Et voilà que nous fêtons les 20 ans d’Ally McBeal, ce qui fait de nous au moins des gens de 30 ans quand on regardait…

Le parcours : premier épisode diffusé le 8 septembre 1997 sur Fox. 112 épisodes, 5 saisons

Le résumé : Ally McBeal, jeune avocate talentueuse, se retrouve dans un cabinet d’avocats avec des personnalités fortes et excentriques.

Le background : j’ai tout vu à sa première diffusion les mercredis sur M6 à 20h50.

Amenez-moi le pilote : On n’oublie pas une série comme Ally McBeal. Drôle, profondément moderne et touchante et pertinente, la série de David E. Kelley a quand même un premier épisode qui se révèle classique 20 ans après.
On n’a eu des séries post-90 qui ont surfé sur le chemin tracé par des femmes fortes comme Xena, Scully, Carrie, Buffy et Ally et ont fait évoluer positivement le traitement de ces personnages.
Ancré dans son époque cet épisode liste à peu près tous les poncifs du genre avec la relation homme / femme on ne peut plus cliché. Le génie de la série est de pointer du doigt la conception de la différence des sexes en les intégrant dans un monde de conventions sociales très et trop codifié. Dans cette lente évolution de la société, Ally McBeal fait alors le premier pas.
Ally est virée de son cabinet quand un de ses clients voit ses mains aux fesses justifiées par un TOC. N’acceptant pas cette décision, Ally McBeal se retrouve sans travail, elle croise Richard Fish, mâle alpha sans gêne qui a ouvert un cabinet où on retrouve Billy Thomas… premier et vrai petit ami d’Ally McBeal qu’elle n’a pas revu depuis la fac.
Nous voilà donc dans un gigantesque cabinet d’avocat où les personnages les plus farfelus se retrouvent. John Cage l’excentrique, Renée la femme libérée, Georgia la coincée, Elaine l’égocentrique, Billy le professionnel…. Chacun aura son étiquette et se retrouvera au milieu d’histoires d’amour, de travail et d’amitié. Les relations seront donc au centre de cette série attachante.
Le petit plus est que la série utilise des séquences fantaisistes comme Scrubs où on peut voir Ally et des flèches dans le coeur, un bébé danseur, une tête qui gonfle… Les pensées d’Ally sont matérialisées (et de moins en moins dans la série) par des effets spéciaux efficaces (pour l’époque).

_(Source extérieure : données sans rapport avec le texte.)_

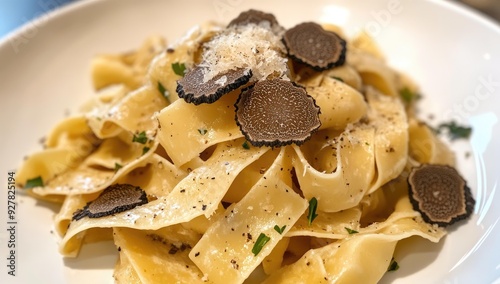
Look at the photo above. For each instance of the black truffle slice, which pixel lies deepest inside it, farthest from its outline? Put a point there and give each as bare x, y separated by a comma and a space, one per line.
114, 199
440, 194
193, 90
310, 44
254, 17
276, 113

Un peu geignarde au début, Ally est la figure de proue de la série, plaque tournante de la tourmente amoureuse. Dans ce premier épisode, elle parait brisée et fragilisée par beaucoup de choses. Mais le point fort de la série et du premier épisode est de passer du rire au sérieux en une scène. La partie juridique prend du poids et les procès sont toujours très pertinents, faisant écho aux humeurs de l’épisode.
Mise en musique par Vonda Shepard, la série met toute son énergie à montrer la montée en confiance d’une jeune femme qui se cherche et se cherchera pendant 5 saisons. Imposer une figure féminine dans un monde qui parait masculin, ne pas oublier la romance, souligner les différences tout ça pour démontrer que la Vie est faite de combats injustes mais que les armes sont dans les mains de chacun. Et c’est le marteau du juge qui décidera de tout malgré tous les efforts…

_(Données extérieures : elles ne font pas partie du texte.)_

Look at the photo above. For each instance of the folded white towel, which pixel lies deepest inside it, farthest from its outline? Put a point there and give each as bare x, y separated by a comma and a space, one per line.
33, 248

Montrant déjà tout son potentiel, le premier épisode d’Ally McBeal aligne les idées gagnantes. Des personnages de second plan étranges, aux décors récurrents qui seront des personnages à part entière, Ally McBeal maîtrise déjà ses enjeux, simples certes, mais efficaces. On comprend aisément qu’Ally aura fort à faire avec Georgia, que la relation avec Billy sera au centre des attentions, que Fish sera le responsable du comic relief mais cachera aussi un professionnalisme immense et que les affaires les plus décalées donneront tout le crédit à une série riche.

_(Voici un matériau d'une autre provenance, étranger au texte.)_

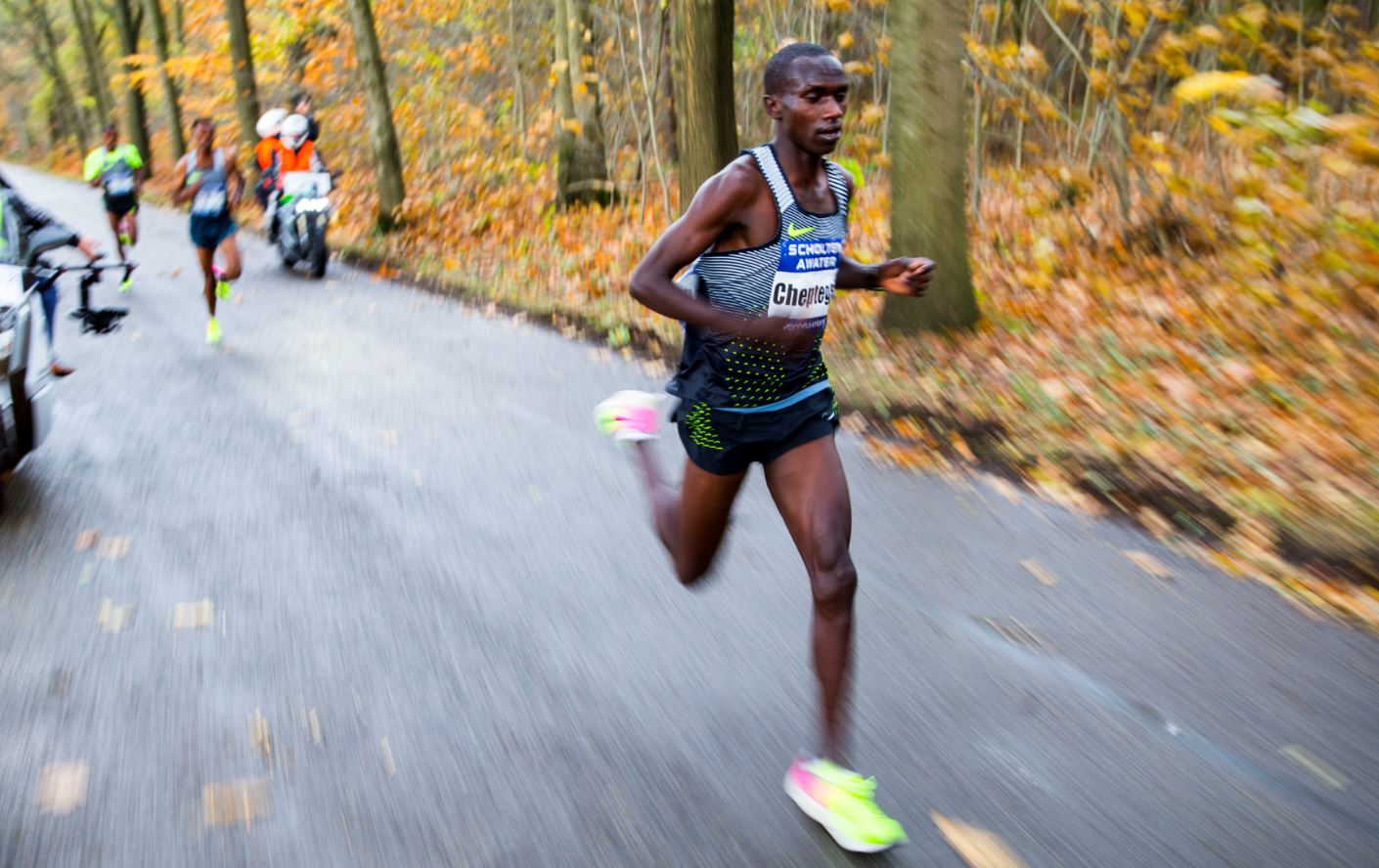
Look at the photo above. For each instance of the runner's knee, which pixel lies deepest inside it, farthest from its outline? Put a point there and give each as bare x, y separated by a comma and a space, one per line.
834, 583
691, 569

Au fil des saisons, les personnages secondaires trouveront leur propre voie, devenant étonnamment plus intéressants et supportables dans leur folie et leurs comportement qu’Ally. Beaucoup de gimmicks viendront donner une forte identité à la série entre Barry White, les toilettes mixtes, les chansons ou encore les étranges habitudes de l’excellent John Cage. Le lieu de travail est un lieu de vie que David E. Kelley saura utiliser au mieux, jusqu’à l’écœurement et une saison 5 qui n’aura plus rien à raconter, délaissant Ally au profit d’une copie fade. Les saisons seront très inégales, multipliant les guests de fortune, les seconds rôles de qualité ou les intrigues réchauffées. Entre Robert Downey Jr. en récurrent en saison 4, à Lucy Liu qui joue Ling, personnage hautement charismatique, la série s’enrichira de beaucoup de choses et se perdra en voulant se renouveler.

Série énergique, Ally McBeal est une série folle, rare de nos jours, qu’il faut impérativement ne pas oublier.